We’re partnering with a U.S-based applied AI company building next-generation real-time video understanding systems deployed at scale across enterprise, government, and public environments. The platform combines cutting-edge multimodal AI, vector search, and high-performance inference pipelines to make visual data searchable, interpretable, and actionable in real time.

This is a chance to join a well-funded, mission-driven organization with over tens of thousands of active camera streams and a rapidly growing R&D team pushing the boundaries of multimodal retrieval and AI systems design.

The Role

We’re looking for a Senior AI Engineer to lead the applied research and productionization of our video search and retrieval stack - connecting natural-language queries to high-dimensional video representations with real-time performance.

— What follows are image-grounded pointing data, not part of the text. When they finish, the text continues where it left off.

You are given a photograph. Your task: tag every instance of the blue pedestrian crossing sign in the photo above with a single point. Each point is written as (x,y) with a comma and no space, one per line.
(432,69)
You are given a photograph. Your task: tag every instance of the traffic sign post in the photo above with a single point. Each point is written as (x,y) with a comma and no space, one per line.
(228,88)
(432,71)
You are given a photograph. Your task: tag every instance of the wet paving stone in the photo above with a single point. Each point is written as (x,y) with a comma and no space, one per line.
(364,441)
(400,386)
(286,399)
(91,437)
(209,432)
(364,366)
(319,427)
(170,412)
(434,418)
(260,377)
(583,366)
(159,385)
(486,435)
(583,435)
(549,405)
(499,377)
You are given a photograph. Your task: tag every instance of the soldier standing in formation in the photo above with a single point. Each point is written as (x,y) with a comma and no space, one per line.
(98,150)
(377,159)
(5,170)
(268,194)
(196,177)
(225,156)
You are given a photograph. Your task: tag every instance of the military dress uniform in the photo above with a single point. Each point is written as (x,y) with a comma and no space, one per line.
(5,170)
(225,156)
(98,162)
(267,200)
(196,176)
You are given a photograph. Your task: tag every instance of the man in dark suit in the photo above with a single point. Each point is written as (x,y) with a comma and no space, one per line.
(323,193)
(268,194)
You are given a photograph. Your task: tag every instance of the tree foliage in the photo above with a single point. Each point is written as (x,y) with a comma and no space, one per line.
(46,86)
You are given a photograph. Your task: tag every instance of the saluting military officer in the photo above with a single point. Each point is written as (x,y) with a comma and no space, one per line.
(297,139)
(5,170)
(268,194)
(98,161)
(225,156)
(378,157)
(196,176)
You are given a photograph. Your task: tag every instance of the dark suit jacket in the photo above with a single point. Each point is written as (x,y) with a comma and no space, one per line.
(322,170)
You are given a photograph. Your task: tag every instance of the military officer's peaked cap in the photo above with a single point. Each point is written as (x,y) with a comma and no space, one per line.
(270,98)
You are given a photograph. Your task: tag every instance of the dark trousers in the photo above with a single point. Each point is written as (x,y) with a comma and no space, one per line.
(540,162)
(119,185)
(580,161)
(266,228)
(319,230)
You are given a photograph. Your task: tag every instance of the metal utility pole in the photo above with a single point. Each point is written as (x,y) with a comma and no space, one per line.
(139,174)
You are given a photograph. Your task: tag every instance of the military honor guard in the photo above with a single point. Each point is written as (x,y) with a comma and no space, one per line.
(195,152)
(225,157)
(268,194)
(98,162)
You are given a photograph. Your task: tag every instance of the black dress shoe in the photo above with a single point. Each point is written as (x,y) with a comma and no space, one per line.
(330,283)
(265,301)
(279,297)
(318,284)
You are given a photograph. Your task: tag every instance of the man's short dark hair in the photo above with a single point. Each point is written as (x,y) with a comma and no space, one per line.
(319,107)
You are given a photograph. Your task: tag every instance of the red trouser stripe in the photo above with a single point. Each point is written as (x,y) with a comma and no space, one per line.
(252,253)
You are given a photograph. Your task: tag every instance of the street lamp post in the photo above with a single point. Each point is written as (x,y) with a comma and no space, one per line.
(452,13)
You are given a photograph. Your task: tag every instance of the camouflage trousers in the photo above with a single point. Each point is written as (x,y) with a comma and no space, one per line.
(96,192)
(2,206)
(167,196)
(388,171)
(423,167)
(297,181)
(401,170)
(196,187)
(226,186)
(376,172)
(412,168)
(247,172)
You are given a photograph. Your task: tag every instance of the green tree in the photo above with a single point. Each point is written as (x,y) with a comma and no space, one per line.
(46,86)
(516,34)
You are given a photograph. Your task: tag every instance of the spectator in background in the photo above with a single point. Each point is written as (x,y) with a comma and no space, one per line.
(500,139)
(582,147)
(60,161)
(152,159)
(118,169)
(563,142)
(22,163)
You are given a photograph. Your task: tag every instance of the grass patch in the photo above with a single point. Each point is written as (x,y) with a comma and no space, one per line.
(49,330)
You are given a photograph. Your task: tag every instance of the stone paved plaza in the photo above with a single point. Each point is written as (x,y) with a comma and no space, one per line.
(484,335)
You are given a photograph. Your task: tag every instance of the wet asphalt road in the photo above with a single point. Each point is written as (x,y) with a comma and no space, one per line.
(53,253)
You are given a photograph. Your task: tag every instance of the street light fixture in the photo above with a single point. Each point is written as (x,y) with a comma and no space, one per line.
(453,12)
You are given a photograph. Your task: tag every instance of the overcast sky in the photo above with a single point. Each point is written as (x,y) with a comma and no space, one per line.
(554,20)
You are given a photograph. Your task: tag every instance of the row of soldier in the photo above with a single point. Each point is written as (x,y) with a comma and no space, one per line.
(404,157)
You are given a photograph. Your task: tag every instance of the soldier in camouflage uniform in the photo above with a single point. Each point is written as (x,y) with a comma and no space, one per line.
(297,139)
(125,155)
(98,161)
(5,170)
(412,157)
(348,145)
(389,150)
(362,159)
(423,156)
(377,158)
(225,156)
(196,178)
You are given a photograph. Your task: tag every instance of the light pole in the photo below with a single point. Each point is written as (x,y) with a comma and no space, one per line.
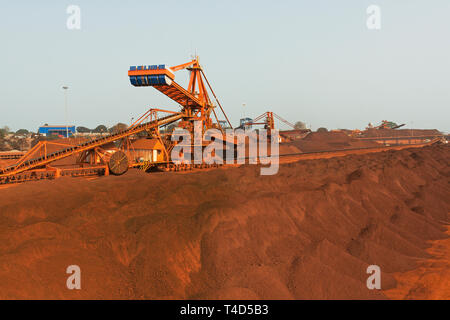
(65,104)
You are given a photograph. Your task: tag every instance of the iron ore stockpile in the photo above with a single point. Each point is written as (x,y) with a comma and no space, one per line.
(340,201)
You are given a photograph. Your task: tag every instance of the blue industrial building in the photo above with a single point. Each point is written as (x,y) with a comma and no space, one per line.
(47,130)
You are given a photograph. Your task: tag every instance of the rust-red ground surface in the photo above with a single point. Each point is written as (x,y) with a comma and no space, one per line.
(308,232)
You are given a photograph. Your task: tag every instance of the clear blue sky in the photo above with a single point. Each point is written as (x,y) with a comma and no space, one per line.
(314,61)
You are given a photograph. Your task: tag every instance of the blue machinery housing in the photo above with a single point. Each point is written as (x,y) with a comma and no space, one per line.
(56,130)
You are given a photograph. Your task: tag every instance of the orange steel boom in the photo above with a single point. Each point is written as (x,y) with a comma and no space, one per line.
(195,101)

You’ll work at the intersection of deep learning research, scalable systems, and GPU-optimized inference, owning models and pipelines end-to-end from training through deployment.

What You’ll Do

Design and build natural-language-to-video retrieval systems using state-of-the-art architectures (e.g., V-JEPA, CLIP, SigLIP, Video-LLMs, ViViT, TimeSformer).
Develop temporal localization and video summarization capabilities with fine-grained moment-level embeddings.
Stand up vector search infrastructure (FAISS, Milvus, pgvector, Pinecone) with optimized sharding, caching, and hybrid retrieval strategies.
Optimize GPU inference and serving pipelines using ONNX Runtime, TensorRT, or ROCm for low-latency performance.
Drive multi-GPU training and distributed serving (FSDP, ZeRO, DDP, NCCL/RCCL) with strong understanding of parallelization and quantization techniques.
Collaborate with MLOps, backend, and product teams to deliver production-ready AI features at scale.
Define and track key retrieval and relevance metrics (R@K, mAP, nDCG) and run live A/B evaluations.
Mentor junior engineers, document design decisions, and drive innovation through rigorous experimentation.

What We’re Looking For

6-10+ years of experience in machine learning or applied AI, with 4+ years focused on video understanding, multimodal retrieval, or transformer-based models.
Proficiency in PyTorch and deep learning frameworks; experience with video backbones, contrastive training, and representation learning.
Strong understanding of vector databases, ANN search (HNSW, IVF), and embedding pipelines.
Demonstrated ability to ship high-performance AI systems with GPU optimization, ONNX/TensorRT, or ROCm pipelines.
Experience with distributed training, CI/CD for ML, and scalable data pipelines (MLflow, W&B, K8s, Docker).
Excellent communication skills and a collaborative, low-ego approach to problem solving.

Nice-to-Haves

Experience with temporal detection, video tracking, or re-ID.
Exposure to Video-RAG or structured retrieval (metadata + knowledge graph).
Background in real-time or edge inference systems.
Interest in privacy-preserving or regulated AI systems.

Compensation & Logistics

Compensation: Competitive base salary + bonus + equity
Location: Fully remote (U.S. based)

Why Join

Build real-world AI that operates at scale and latency levels few companies ever reach.
Collaborate with world-class engineers and researchers in a fast-paced, mission-oriented environment.
Work on deep technical challenges - multimodal search, retrieval, inference optimization - with real-world outcomes.